|Photo by: stevepb via Pixabay|
Brandy is the favorite spirit for the UK Christmas season, according to Nathan Cunningham of the Warwick’s Depart of Statistics. Cunningham used the standardized search volume methodology to choose the spirit. The method involved subtracting respective means and dividing respective standard deviations.
"I found it interesting that there's been such a consistent surge in searches for spirits around the festive period, and wanted to find out which one, more so than any other, we associate with Christmas above and beyond any other time of the year,” said Cunningham.
Brandy is a spirit distilled from fermented juice or fruit wine without skins, stems or pulps. Grapes are the standard fruits used in making brandy but there are others which can be used as well, such as apples, cherries, peaches, pears, and plums. Brandy is aged in oak casks for up to two years to be considered mature. The final brandy product usually contains 35 to 60 percent alcohol volume.
In the study by Cunningham, other spirits were also included like gin, rum, vodka, and whiskey. For each spirit, Cunningham gathered weekly search volume from Google Trends in years 2012 to 2016. Each week in those years were aligned manually until the week of Christmas. Brandy topped the charts in the five-year result from Google Trends, likely because of its association with many food products for the season, such as puddings and mince pies
Typically, people drink brandy as an after-dinner digestif, an alcohol served after filling a meal. Compared to other popular spirits, brandy works with almost all kinds of food in terms of cooking. It also doesn’t need to be expensive to use brandy in cooking meals. A small amount of the spirit can be a secret ingredient in seafood sauces, cream-filled sweets, and rich custards, such as Christmas puddings.
In addition to its aroma, flavor, and essentiality in cooking, brandy has some benefits to health. Small to moderate amounts of brandy can help relieve some respiratory problems, such as a cough and sore throat, because of its anti-inflammatory properties. It also boosts the immune system to fight the common cold or flu, due to its warming properties. The antioxidants in brandy can help maintain a healthy heart, reduce the effect of aging, and may prevent abnormal cell growth, according to Organic Facts.
The Bank of America Merrill Lynch Global Research analyzed what type of drink and how much people consume in many parts of the globe. About 54 percent of all alcohol consumed in the United States and Canada was beer, while 28 percent were spirits. In countries in Western Europe, wine accounted for 44 percent of total alcohol consumption.

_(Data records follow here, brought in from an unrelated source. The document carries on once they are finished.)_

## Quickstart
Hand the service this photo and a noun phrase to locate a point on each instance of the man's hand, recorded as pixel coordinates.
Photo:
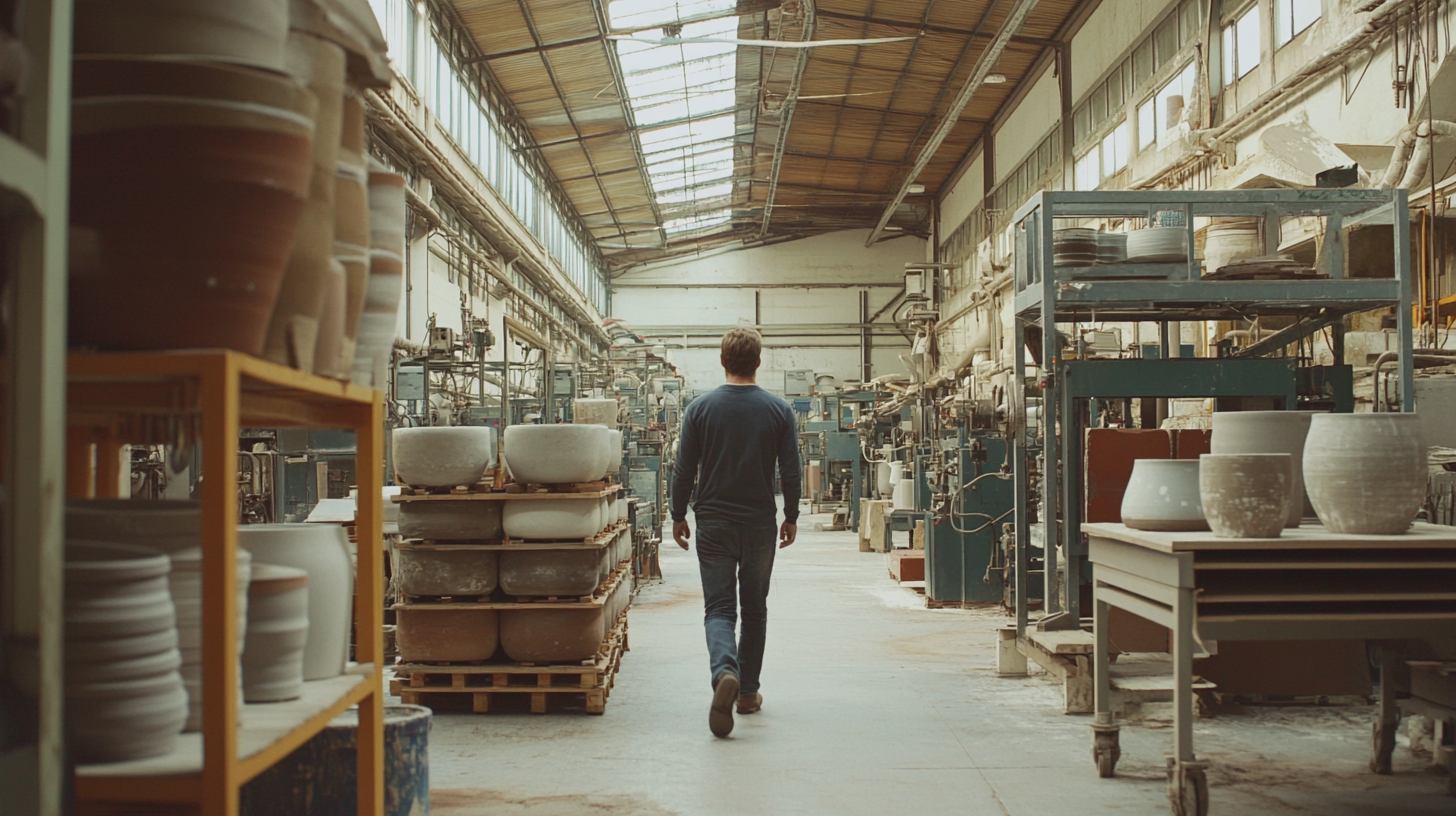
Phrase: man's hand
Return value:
(786, 534)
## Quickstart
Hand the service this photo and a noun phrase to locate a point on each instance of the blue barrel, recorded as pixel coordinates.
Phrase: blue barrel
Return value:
(321, 778)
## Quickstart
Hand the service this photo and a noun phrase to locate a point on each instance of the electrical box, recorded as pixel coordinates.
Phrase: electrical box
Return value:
(409, 382)
(441, 338)
(798, 382)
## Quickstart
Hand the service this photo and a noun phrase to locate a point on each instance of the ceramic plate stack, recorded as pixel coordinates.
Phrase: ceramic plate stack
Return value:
(124, 697)
(1158, 245)
(1073, 246)
(185, 582)
(1111, 246)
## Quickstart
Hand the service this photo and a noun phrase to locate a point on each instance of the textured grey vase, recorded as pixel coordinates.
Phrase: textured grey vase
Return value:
(1366, 472)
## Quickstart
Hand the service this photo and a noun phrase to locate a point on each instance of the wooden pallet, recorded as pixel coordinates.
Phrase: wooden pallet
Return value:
(593, 679)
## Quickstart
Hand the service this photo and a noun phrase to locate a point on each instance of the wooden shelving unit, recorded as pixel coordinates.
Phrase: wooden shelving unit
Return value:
(206, 397)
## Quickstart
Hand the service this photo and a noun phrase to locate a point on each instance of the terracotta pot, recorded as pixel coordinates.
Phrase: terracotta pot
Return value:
(565, 519)
(556, 453)
(446, 636)
(1267, 432)
(552, 636)
(328, 351)
(182, 214)
(251, 32)
(1366, 472)
(424, 571)
(1162, 494)
(323, 552)
(450, 520)
(277, 634)
(443, 456)
(1245, 494)
(552, 571)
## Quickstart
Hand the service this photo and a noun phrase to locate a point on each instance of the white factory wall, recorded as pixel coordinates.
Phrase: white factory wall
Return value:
(1350, 105)
(802, 295)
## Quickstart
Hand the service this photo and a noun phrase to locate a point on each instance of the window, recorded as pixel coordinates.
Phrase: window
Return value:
(1241, 45)
(1086, 174)
(1293, 16)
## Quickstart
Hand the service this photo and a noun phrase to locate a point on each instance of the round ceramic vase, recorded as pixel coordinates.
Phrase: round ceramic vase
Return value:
(322, 551)
(1267, 432)
(1366, 472)
(443, 456)
(556, 453)
(1162, 496)
(1245, 494)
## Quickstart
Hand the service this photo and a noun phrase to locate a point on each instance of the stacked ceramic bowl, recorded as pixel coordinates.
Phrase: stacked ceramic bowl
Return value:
(444, 456)
(322, 551)
(1158, 245)
(556, 453)
(124, 697)
(185, 583)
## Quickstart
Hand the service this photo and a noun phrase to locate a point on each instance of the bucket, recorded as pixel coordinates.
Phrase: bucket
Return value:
(321, 778)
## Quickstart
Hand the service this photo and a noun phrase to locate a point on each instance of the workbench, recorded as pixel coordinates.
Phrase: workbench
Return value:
(1306, 585)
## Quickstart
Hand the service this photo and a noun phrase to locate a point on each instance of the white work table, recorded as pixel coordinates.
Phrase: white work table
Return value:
(1306, 585)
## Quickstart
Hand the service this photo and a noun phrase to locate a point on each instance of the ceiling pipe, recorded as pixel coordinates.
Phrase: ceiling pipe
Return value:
(963, 98)
(786, 117)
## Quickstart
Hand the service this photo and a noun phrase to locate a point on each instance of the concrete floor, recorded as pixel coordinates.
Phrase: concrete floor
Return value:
(874, 704)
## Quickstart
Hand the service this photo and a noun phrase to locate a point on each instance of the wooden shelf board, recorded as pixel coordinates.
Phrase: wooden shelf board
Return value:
(1420, 536)
(22, 171)
(603, 493)
(268, 732)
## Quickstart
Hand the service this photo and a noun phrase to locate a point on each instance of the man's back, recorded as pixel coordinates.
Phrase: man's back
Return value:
(731, 437)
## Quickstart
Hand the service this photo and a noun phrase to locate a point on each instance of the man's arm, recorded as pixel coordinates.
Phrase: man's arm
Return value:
(685, 472)
(789, 472)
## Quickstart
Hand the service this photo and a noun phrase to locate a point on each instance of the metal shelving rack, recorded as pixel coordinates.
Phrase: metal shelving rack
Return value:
(206, 397)
(1049, 295)
(34, 195)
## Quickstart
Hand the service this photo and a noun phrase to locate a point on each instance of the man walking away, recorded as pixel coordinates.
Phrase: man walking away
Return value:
(730, 442)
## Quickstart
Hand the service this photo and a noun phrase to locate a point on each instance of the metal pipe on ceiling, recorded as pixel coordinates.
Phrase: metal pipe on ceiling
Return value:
(963, 98)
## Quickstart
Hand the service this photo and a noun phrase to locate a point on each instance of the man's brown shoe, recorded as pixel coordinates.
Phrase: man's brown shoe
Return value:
(719, 717)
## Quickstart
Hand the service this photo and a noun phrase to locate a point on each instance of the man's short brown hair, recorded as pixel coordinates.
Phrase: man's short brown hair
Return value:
(740, 351)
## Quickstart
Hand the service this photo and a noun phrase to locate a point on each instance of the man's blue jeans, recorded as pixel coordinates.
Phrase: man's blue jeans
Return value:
(736, 563)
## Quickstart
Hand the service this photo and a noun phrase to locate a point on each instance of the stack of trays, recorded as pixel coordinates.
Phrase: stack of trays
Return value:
(524, 576)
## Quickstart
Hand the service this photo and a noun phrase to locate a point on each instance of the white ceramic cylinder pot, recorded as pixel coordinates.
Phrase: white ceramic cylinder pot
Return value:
(1247, 494)
(1162, 494)
(1366, 472)
(277, 634)
(556, 453)
(443, 456)
(562, 519)
(323, 552)
(1267, 432)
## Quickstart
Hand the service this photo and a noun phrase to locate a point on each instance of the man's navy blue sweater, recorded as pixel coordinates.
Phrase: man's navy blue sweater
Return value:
(731, 437)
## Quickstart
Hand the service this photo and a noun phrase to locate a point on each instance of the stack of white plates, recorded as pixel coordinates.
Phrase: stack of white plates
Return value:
(1158, 245)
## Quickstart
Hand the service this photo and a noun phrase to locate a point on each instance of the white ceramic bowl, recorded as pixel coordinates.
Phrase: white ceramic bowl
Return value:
(565, 519)
(556, 453)
(443, 456)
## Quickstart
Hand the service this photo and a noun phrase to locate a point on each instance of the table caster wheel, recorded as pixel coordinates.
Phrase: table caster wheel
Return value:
(1382, 745)
(1105, 751)
(1187, 789)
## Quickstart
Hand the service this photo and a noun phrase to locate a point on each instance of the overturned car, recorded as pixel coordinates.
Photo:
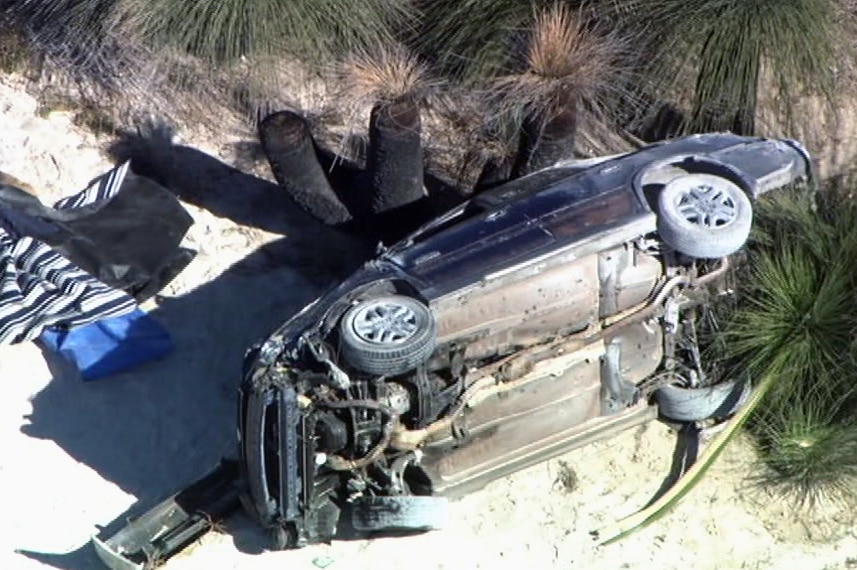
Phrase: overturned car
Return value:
(538, 316)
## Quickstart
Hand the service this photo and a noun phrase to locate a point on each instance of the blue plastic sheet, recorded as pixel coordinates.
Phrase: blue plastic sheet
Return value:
(111, 345)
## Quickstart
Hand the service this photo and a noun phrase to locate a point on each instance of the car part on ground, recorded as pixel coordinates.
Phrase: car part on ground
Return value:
(145, 542)
(557, 313)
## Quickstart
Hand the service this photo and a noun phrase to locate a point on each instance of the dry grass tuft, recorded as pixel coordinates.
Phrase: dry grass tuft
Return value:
(386, 74)
(566, 53)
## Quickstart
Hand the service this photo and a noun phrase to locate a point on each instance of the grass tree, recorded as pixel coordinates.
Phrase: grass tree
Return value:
(289, 146)
(393, 82)
(569, 64)
(795, 324)
(734, 48)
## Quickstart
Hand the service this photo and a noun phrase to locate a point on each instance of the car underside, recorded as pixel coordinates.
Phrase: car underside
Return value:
(550, 312)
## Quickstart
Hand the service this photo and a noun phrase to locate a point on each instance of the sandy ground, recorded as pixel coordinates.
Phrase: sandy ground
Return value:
(77, 456)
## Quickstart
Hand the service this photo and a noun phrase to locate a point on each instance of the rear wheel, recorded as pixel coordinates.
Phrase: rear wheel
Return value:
(400, 513)
(703, 403)
(704, 216)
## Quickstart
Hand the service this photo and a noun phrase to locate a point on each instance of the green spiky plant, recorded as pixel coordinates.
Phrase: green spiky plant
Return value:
(792, 330)
(225, 31)
(808, 445)
(797, 323)
(733, 47)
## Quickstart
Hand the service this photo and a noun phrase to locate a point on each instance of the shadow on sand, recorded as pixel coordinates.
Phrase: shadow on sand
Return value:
(161, 426)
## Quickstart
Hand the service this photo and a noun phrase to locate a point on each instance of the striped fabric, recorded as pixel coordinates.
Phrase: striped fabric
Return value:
(41, 288)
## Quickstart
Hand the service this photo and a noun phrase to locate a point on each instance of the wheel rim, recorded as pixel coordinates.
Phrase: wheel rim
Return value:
(385, 323)
(707, 206)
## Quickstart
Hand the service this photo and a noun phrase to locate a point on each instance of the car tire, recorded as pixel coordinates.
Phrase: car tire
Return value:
(406, 513)
(387, 335)
(696, 404)
(704, 216)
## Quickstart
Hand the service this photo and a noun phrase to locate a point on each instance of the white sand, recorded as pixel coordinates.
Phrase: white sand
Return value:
(76, 455)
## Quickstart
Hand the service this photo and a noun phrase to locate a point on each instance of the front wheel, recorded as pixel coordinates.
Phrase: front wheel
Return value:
(704, 216)
(388, 335)
(406, 513)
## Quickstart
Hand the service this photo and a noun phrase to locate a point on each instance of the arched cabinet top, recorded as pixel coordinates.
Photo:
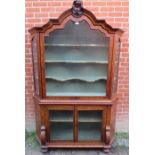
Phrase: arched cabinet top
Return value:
(59, 23)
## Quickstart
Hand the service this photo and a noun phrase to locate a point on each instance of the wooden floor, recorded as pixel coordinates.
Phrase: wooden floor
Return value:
(113, 151)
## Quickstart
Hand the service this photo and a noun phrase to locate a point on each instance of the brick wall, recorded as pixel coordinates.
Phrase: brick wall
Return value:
(115, 12)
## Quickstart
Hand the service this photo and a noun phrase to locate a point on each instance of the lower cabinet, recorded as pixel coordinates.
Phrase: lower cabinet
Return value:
(77, 124)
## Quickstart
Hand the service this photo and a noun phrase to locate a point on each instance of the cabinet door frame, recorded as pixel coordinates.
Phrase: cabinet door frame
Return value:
(103, 121)
(55, 107)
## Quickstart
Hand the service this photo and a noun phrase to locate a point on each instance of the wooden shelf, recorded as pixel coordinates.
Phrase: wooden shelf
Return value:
(65, 72)
(77, 45)
(75, 61)
(75, 88)
(89, 121)
(88, 79)
(61, 121)
(76, 54)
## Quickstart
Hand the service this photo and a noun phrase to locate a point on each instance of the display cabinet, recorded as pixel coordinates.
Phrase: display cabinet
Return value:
(75, 62)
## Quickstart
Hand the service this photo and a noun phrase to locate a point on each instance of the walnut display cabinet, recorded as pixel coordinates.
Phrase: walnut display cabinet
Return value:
(75, 61)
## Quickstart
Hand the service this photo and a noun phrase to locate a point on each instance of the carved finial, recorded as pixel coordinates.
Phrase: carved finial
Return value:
(77, 8)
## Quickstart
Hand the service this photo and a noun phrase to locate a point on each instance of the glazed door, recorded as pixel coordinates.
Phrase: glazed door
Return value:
(61, 124)
(90, 124)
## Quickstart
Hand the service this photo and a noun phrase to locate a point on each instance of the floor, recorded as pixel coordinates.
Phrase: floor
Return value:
(120, 150)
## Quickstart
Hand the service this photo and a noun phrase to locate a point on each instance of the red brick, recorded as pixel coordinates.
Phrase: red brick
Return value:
(37, 4)
(115, 13)
(93, 8)
(113, 3)
(109, 9)
(121, 9)
(54, 4)
(69, 4)
(125, 3)
(47, 9)
(28, 4)
(100, 3)
(41, 14)
(32, 9)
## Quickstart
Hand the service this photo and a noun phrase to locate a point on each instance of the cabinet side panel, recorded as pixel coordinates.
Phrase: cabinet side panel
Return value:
(113, 120)
(38, 121)
(116, 65)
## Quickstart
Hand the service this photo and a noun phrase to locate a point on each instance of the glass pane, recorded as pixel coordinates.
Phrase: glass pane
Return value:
(89, 131)
(90, 116)
(89, 125)
(77, 35)
(61, 115)
(61, 124)
(61, 131)
(76, 60)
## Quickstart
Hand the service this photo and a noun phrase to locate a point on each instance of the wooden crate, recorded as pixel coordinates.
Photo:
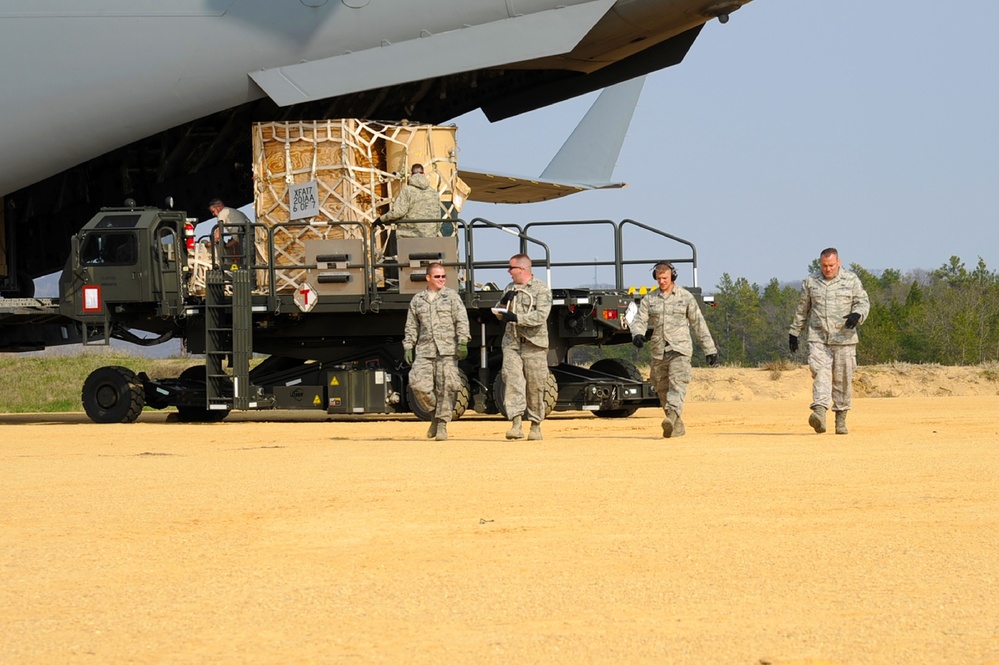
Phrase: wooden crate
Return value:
(358, 168)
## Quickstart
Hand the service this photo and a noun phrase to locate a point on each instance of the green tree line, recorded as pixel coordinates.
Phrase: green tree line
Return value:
(948, 316)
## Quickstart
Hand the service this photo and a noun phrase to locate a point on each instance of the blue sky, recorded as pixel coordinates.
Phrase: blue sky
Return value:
(868, 125)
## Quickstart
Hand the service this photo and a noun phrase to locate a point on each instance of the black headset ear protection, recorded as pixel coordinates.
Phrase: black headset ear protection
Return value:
(664, 264)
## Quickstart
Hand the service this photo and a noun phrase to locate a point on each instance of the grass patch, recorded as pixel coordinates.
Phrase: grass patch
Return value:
(990, 371)
(778, 365)
(50, 383)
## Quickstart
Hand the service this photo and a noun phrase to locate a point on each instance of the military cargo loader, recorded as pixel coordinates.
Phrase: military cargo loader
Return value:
(334, 342)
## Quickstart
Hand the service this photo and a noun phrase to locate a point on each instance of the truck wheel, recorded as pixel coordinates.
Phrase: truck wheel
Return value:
(624, 369)
(113, 395)
(499, 394)
(198, 414)
(460, 405)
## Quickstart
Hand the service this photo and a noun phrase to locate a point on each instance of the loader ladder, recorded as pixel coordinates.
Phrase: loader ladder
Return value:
(228, 339)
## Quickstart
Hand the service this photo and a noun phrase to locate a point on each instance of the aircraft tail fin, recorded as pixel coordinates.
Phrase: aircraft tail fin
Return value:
(591, 151)
(585, 161)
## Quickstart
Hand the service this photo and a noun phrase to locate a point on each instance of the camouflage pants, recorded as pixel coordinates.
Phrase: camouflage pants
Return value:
(435, 383)
(525, 375)
(670, 375)
(832, 374)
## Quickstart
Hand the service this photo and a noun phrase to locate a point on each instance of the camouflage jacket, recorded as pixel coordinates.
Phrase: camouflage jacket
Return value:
(435, 326)
(532, 302)
(670, 318)
(417, 200)
(823, 305)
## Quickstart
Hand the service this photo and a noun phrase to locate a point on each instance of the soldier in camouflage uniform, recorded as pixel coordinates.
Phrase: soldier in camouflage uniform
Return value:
(833, 306)
(417, 200)
(437, 330)
(525, 305)
(668, 314)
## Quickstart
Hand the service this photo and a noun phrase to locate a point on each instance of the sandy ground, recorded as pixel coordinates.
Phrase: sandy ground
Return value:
(291, 538)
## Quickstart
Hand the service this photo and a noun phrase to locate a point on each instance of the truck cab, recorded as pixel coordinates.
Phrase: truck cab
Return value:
(133, 260)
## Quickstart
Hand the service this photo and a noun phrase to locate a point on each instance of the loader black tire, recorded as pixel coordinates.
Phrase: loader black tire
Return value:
(113, 394)
(460, 405)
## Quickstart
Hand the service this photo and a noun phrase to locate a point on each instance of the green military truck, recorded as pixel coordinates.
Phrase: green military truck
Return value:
(334, 341)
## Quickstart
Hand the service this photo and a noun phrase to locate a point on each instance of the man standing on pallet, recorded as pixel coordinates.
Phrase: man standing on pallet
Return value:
(832, 305)
(668, 314)
(418, 200)
(437, 333)
(524, 306)
(233, 224)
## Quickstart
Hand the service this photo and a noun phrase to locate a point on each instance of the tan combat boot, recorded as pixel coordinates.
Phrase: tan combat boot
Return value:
(841, 422)
(516, 430)
(669, 423)
(817, 419)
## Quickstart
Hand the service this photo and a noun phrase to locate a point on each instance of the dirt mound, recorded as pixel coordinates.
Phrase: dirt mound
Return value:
(895, 380)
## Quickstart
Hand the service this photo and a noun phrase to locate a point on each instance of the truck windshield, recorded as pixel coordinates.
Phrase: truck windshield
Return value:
(109, 249)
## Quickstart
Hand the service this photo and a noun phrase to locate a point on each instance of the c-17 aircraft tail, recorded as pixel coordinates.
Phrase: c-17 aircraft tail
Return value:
(585, 161)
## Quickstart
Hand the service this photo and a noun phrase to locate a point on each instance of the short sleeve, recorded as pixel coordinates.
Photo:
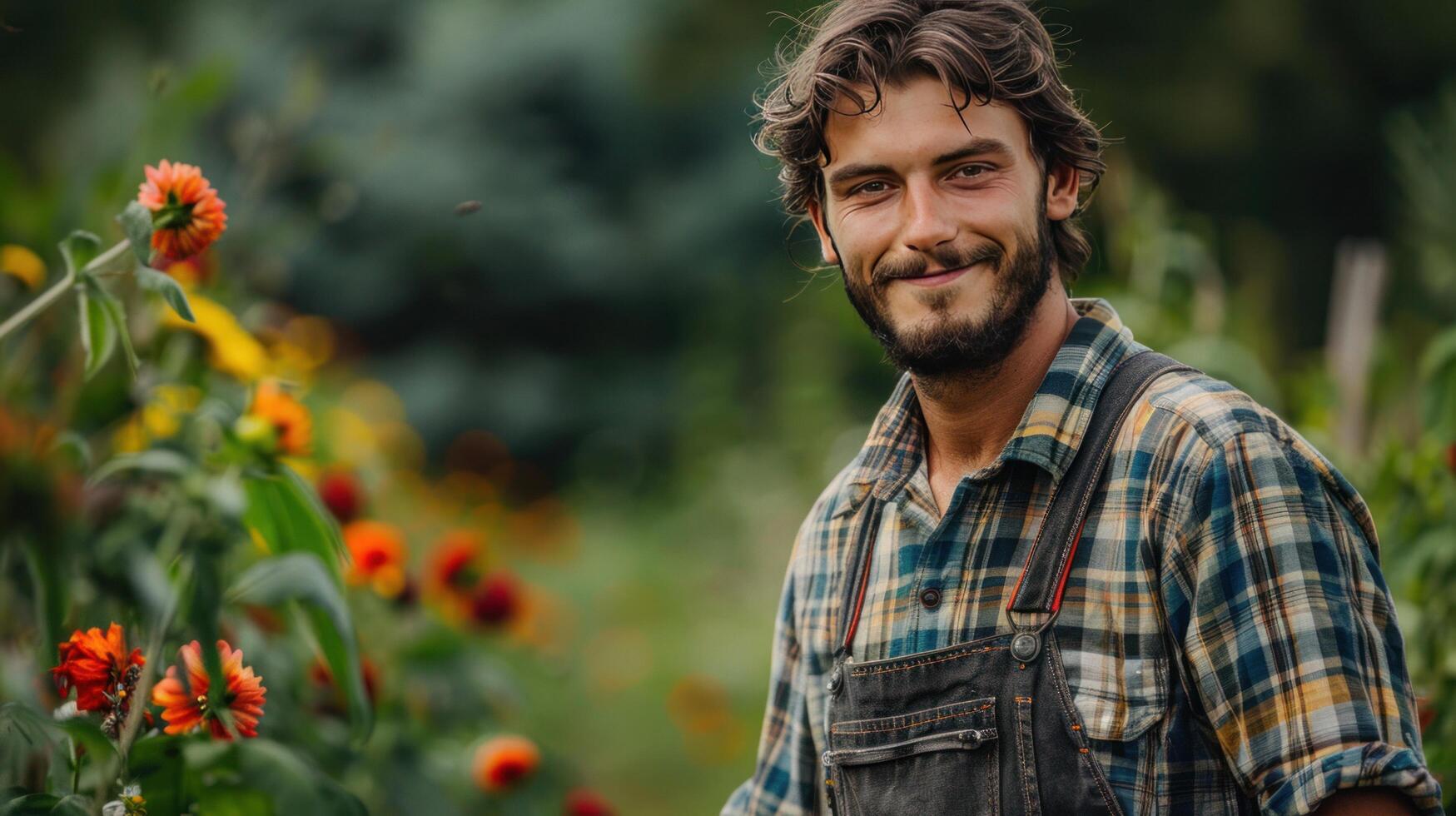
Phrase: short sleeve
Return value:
(1289, 631)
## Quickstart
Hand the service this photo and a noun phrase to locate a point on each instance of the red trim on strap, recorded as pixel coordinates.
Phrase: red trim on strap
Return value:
(1066, 570)
(859, 602)
(1061, 585)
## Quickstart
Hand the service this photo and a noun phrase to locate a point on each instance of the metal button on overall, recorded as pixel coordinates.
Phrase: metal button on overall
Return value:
(1026, 646)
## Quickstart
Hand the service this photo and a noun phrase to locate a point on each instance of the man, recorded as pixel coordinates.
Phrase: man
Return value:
(1222, 639)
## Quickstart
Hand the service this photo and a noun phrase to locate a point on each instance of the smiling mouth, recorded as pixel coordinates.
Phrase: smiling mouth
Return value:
(938, 279)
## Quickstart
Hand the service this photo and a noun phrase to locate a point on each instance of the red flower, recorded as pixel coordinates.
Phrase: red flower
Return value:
(583, 802)
(453, 563)
(290, 420)
(376, 555)
(186, 215)
(495, 600)
(97, 664)
(188, 707)
(341, 495)
(504, 761)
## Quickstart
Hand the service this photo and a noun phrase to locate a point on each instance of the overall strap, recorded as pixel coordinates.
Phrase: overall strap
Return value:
(1044, 577)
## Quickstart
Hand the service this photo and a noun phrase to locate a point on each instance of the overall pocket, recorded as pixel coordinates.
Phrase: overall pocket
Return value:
(927, 763)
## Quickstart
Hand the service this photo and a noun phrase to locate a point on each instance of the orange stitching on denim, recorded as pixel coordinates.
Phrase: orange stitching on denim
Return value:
(837, 730)
(927, 660)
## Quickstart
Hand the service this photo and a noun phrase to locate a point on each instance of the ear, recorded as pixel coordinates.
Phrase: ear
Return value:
(1061, 192)
(826, 241)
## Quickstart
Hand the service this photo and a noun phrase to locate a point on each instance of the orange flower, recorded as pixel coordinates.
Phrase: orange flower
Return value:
(455, 565)
(98, 666)
(186, 215)
(376, 554)
(188, 707)
(341, 495)
(495, 600)
(290, 419)
(504, 761)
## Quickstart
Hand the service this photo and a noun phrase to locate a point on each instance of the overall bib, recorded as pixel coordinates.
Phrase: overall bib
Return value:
(989, 726)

Asia was found dominated by liquor, with 83 percent of alcohol consumption accounted for by all Asian nations, while 61 percent of that population was in China.
Eggnog is a traditional drink served in the American Thanksgiving, Christmas, and until the end of the holiday season, in the US and Canada. It is a creamy, rich, and sweetened dairy-based beverage made with cream, milk, whipped egg whites, egg yolks, and sugar; and is best served chilled. The drink also became popular in Australia, Venezuela, and Trinidad.
The majority of eggnogs are homemade and includes the use of raw eggs. The addition of alcohol acts as a bactericide to kill bacteria. Raw eggs that are clean and uncracked may still contain salmonella, a pathogenic microorganism that can cause food poisoning. According to a food safety expert at North Carolina State University, Ben Chapman, eggnogs sold in stores are likely pasteurized to kill any microorganisms and reduce agents that cause spoilage.
|Eggnog / Photo by: jill111 via Pixabay|
For people hosting Christmas events with plans to make eggnogs, Chapman advised using pasteurized eggs rather than regular ones to avoid the risk. Alternatively, bringing the temperature of the eggnog base to 72 degrees Celsius also pasteurizes it. Alcohol content in eggnogs can be derived from use of brandy, rum, whiskey or bourbon.
According to a report from CNN, the 19th-century version of the American eggnog recipe has a large amount of alcohol – three dozen eggs, half a gallon of domestic brandy, and a half pint of French brandy. Drinkers should be careful when consuming eggnogs, particularly spiked ones.
Tequila was a spirit that did not make it to the review by Cunningham. It is also a distilled drink made from the cooked and fermented juice of the blue agave, a spiky Mexican plant that looks like a cactus. The spirit contains ethanol and often produces a 38-percent alcohol volume. But it can be produced with alcohol volume between 31 to 55 percent.
Even though tequila was not included in UK’s top Christmas spirits, tequila remains useful in many ways. In 2011, researchers at the Oxford University suggested tequila as a biofuel source, while research in 2008 demonstrated the use of tequila combined with silicon to form diamond films, films that can be used in commercial applications.